Berkat kecekatannya, Alice berhasil mengambil seragam pelayan itu dengan cepat dan keluar dengan selamat berkat topi pelayan yang menutup wajahnya.
“Apa Nona Alice sudah selesai?” tanya salah seorang perias.
Alice menggeleng cepat, lalu mengubah suaranya menjadi lebih berat sambil sesekali batuk-batuk. “Nona Alice masih bicara dengan ibunya!”
Setelah mengatakan hal itu, Alice segera pergi dengan nampannya. Lalu, berjalan santai menuju pintu keluar dan menekan rasa gugupnya.
Dia tidak bisa kabur terlalu jauh karena ternyata Robert mengawasi gerakannya dengan tatapan curiga. Sampai akhirnya, Alice menuju gedung sebelah dan menyelinap ke parkiran depan.
“Untuk apa pelayan keluar gedung? Apa jangan-jangan itu Alice?” gumam Robert.
Wanita itu mulai bingung harus lari ke mana. Hanya ada deretan mobil yang terparkir tanpa ada satu orang pun yang bisa dimintai pertolongan. Sementara Robert mulai mengikuti langkahnya.
Dengan napas yang tersengal-sengal, Alice menatap deretan mobil yang terparkir dan tiba-tiba mendapatkan sebuah ide.
“Haruskah aku masuk ke salah satu mobil itu?” gumam Alice semakin cemas. “ Tapi, apakah ada mobil yang tidak terkunci di sini?”
Alice menoleh ke belakang dan melihat Robert yang mengawasi dari kejauhan. Tidak ada pilihan lain dan dia tidak punya banyak waktu sekarang.
***
Assalamualaikum, Bismillah karya baru. Semoga suka ya gaess. Jangan lupa tinggalkan kritik dan saran di kolom komen untuk kemajuan ceritanya 😍😍
Karena waktu yang sangat terbatas, Alice bersembunyi di salah satu bagasi mobil yang kebetulan tidak terkunci. Walaupun sempit dan membuat pernapasannya terasa sesak, tetapi setidaknya itu adalah tempat teraman dari kejaran Robert.

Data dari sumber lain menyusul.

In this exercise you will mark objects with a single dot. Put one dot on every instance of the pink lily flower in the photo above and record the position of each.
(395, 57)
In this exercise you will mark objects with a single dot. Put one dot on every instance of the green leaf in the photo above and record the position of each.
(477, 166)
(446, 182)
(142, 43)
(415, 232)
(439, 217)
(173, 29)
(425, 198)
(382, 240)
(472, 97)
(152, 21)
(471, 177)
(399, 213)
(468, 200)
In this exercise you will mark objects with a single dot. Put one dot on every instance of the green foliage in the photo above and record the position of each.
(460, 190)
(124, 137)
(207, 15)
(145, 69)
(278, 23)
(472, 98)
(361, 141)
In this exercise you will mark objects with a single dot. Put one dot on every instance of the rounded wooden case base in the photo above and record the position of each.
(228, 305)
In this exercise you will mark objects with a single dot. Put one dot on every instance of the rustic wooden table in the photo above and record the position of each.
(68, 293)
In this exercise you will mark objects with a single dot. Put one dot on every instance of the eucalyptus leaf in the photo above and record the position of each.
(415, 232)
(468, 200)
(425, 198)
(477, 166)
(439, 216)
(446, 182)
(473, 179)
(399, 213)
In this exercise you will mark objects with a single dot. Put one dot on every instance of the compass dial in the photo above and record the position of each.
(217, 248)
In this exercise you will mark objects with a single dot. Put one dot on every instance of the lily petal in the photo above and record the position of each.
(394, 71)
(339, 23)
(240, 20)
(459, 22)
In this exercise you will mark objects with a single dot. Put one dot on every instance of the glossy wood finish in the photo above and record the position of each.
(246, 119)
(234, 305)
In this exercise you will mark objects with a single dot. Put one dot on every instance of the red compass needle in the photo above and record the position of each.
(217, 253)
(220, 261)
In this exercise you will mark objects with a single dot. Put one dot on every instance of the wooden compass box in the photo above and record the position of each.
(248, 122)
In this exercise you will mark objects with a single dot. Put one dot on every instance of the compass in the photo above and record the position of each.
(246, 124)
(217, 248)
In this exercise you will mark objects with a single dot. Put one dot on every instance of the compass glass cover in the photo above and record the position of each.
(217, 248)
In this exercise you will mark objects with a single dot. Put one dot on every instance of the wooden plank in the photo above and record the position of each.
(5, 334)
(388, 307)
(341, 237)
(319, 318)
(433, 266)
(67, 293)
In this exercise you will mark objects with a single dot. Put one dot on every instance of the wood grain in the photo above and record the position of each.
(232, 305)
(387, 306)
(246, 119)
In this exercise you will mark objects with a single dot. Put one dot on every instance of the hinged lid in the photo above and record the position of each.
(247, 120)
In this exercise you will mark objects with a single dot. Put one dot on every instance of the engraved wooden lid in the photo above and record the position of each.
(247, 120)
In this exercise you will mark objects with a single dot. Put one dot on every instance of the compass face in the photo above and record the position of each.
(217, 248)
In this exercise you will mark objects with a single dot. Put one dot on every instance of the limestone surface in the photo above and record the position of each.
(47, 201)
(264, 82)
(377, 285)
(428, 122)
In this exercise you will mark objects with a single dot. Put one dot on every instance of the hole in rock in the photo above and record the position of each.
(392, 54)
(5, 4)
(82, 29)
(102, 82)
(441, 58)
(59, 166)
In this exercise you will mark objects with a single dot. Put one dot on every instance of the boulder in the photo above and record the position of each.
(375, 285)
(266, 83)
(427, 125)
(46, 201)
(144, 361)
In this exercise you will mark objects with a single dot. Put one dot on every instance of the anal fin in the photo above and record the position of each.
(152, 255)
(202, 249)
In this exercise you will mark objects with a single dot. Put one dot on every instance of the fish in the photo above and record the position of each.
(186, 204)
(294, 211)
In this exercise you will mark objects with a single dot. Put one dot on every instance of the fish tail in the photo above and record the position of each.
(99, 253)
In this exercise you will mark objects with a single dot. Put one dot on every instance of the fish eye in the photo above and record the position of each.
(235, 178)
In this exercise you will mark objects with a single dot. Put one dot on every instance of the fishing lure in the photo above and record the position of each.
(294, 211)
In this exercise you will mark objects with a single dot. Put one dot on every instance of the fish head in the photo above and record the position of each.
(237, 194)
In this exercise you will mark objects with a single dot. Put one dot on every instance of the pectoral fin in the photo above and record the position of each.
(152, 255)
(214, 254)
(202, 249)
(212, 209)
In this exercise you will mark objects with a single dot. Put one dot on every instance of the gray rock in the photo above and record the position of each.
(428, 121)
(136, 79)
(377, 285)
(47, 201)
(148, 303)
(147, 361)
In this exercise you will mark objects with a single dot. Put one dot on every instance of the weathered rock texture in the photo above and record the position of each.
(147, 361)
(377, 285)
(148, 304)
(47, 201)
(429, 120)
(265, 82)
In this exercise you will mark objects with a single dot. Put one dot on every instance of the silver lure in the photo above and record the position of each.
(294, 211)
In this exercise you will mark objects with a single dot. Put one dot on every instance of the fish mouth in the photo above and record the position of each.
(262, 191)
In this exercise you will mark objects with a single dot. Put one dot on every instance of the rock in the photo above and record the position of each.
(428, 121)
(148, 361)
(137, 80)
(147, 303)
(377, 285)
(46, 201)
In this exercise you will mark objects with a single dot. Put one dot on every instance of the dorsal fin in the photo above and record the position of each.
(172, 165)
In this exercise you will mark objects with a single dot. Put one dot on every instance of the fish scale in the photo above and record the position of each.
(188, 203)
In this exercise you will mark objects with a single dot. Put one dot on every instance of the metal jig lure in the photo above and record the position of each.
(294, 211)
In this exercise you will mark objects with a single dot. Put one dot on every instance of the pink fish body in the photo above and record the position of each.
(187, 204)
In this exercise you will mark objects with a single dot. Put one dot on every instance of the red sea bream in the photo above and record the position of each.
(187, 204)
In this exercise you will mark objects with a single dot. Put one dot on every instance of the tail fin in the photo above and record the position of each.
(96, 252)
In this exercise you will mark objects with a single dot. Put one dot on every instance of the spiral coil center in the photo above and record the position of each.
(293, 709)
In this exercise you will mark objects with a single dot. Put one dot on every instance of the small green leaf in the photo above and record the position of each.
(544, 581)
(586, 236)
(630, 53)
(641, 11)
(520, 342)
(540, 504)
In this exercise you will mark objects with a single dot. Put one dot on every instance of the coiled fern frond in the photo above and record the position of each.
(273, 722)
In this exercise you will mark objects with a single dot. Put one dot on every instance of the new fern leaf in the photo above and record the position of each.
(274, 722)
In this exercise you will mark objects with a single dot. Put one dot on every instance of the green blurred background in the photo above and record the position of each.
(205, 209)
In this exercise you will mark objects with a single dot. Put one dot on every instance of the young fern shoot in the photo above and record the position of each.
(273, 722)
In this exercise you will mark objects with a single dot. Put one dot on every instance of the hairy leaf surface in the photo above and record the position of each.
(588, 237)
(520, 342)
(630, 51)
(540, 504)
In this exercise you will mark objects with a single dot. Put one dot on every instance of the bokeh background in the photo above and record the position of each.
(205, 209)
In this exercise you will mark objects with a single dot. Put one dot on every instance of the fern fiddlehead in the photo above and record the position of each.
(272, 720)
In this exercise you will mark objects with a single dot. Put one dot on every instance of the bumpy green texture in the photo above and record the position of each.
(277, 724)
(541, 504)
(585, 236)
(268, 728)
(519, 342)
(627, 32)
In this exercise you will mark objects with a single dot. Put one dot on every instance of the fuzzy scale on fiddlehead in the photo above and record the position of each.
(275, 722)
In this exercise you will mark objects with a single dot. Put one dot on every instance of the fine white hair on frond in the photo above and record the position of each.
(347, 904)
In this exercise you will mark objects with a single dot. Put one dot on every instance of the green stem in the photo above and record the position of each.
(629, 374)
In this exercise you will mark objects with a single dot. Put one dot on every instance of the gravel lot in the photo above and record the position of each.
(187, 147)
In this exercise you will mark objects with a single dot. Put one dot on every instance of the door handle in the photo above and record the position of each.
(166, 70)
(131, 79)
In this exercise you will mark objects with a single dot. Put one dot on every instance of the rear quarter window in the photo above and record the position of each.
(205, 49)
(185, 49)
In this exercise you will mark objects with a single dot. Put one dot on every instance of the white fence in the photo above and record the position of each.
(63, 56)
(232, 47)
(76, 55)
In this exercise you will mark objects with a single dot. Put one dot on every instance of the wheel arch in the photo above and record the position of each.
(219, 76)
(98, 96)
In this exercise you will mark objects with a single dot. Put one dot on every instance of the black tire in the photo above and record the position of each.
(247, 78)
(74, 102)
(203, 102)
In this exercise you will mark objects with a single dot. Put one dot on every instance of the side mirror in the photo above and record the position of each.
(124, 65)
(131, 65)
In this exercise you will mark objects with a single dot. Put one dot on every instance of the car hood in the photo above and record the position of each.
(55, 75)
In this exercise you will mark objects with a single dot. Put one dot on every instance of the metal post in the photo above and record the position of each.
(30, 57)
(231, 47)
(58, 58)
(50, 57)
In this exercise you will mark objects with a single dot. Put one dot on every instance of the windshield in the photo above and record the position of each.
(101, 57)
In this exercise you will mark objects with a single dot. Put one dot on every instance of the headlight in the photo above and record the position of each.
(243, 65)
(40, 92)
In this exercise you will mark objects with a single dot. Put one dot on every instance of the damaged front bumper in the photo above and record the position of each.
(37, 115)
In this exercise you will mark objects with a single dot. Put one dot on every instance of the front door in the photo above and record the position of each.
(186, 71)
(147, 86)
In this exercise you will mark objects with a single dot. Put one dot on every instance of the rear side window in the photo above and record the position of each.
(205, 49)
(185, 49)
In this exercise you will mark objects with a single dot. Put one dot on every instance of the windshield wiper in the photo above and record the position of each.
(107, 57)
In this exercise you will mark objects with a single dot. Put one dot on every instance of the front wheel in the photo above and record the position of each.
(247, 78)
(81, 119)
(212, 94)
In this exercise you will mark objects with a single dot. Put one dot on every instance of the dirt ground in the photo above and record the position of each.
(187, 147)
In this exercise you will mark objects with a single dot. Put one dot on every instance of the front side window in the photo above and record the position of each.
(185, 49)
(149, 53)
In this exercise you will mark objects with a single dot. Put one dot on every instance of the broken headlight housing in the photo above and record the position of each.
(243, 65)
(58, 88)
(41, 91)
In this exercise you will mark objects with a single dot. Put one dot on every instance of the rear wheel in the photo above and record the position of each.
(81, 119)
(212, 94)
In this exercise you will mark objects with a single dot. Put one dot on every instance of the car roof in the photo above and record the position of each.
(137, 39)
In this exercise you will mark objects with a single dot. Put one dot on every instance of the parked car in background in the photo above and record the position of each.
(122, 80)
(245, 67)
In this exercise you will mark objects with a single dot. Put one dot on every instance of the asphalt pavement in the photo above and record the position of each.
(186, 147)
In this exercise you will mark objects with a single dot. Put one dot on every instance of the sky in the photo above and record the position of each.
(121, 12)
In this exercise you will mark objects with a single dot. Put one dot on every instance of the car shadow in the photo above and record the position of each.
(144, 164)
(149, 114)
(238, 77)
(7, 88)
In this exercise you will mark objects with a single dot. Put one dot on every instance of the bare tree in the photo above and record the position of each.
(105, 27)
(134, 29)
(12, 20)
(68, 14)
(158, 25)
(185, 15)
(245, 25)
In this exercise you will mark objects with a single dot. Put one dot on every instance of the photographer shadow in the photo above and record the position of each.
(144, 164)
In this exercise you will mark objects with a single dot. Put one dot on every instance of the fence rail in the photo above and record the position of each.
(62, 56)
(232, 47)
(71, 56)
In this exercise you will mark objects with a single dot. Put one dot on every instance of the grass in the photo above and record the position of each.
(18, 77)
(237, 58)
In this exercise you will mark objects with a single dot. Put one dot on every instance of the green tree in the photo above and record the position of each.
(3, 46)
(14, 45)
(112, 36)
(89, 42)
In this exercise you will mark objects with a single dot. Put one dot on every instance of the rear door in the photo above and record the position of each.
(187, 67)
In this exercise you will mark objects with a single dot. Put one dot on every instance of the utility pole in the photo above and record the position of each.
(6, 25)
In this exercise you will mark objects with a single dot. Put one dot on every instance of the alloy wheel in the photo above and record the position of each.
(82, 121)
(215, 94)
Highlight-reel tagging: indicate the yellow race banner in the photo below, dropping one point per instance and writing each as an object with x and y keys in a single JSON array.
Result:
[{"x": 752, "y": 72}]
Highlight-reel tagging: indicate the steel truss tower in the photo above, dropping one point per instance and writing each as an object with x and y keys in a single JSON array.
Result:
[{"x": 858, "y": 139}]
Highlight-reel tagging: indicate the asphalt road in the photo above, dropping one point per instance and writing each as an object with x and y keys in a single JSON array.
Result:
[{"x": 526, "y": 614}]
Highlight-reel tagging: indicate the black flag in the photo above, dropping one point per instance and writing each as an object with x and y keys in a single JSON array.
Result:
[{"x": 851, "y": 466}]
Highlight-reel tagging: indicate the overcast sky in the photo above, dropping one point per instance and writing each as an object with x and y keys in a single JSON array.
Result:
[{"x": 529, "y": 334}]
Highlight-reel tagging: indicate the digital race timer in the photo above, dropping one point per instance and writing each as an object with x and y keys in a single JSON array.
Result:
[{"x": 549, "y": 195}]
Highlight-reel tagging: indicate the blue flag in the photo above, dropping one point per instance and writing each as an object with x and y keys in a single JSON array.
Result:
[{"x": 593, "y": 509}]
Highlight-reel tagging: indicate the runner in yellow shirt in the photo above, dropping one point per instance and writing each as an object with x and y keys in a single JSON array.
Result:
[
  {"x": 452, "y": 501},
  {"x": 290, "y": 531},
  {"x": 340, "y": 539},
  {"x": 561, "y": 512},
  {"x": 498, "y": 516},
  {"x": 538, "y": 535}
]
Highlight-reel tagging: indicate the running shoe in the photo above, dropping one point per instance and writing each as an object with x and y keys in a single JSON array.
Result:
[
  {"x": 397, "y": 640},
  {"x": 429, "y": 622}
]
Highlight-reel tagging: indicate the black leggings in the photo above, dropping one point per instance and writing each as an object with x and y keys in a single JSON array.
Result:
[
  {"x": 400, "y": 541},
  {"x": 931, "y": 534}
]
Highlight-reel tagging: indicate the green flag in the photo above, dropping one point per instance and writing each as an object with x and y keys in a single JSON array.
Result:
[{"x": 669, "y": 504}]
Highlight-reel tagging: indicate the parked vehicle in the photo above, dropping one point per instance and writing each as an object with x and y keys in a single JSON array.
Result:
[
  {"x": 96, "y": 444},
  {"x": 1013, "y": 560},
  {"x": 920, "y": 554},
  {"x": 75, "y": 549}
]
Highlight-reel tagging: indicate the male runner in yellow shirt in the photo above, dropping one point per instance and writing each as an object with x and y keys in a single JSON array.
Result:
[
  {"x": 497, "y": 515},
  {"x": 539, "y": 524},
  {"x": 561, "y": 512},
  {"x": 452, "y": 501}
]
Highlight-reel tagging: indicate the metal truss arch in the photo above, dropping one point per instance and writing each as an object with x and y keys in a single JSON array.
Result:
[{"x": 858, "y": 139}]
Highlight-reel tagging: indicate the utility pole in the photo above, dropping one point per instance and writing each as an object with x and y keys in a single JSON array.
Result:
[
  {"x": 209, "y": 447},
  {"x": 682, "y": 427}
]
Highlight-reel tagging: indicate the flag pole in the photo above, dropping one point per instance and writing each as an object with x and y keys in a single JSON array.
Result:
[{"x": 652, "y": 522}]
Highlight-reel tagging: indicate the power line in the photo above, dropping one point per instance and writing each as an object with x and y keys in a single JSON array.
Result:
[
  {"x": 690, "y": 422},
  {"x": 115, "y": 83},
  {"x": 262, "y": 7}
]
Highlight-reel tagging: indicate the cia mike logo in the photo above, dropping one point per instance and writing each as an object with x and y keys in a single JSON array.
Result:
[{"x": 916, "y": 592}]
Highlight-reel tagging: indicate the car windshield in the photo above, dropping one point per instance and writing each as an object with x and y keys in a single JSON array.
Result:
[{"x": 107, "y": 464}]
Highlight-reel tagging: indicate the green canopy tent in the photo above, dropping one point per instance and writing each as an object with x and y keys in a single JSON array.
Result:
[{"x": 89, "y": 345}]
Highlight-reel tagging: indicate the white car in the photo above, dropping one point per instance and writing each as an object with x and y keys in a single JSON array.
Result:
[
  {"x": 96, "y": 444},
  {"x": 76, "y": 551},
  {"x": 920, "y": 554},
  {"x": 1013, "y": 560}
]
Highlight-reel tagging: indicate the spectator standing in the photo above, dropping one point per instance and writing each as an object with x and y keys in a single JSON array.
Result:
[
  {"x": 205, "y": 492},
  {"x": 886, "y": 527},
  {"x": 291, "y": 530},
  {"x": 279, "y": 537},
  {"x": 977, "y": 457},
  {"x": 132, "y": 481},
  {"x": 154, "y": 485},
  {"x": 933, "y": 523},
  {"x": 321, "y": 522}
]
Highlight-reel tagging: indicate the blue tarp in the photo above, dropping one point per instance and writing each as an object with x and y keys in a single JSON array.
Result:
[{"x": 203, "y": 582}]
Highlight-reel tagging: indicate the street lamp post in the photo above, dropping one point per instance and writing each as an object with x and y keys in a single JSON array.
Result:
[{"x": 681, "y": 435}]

Sementara itu, sang pemilik mobil akhirnya memasuki mobilnya dengan beberapa orang lainnya. Mereka tidak tahu kalau di bagasi mobil yang mereka tumpangi saat ini ada seorang gadis yang sedang menumpang untuk bersembunyi.
Begitu mendengar suara orang yang memasuki mobil, mata Alice terbelalak dan mulutnya terbuka lebar. Jantungnya memompa dengan sangat cepat, takut-takut kalau yang masuk ke mobil adalah Robert yang berhasil menemukan dirinya.
“Aku mau berkuda!”
Suara laki-laki dalam nada rendah yang dalam dan berat itu terdengar asing di telinga Alice. Dia yakin seribu persen bahwa itu bukan suara Robert. Lalu, suara siapakah itu?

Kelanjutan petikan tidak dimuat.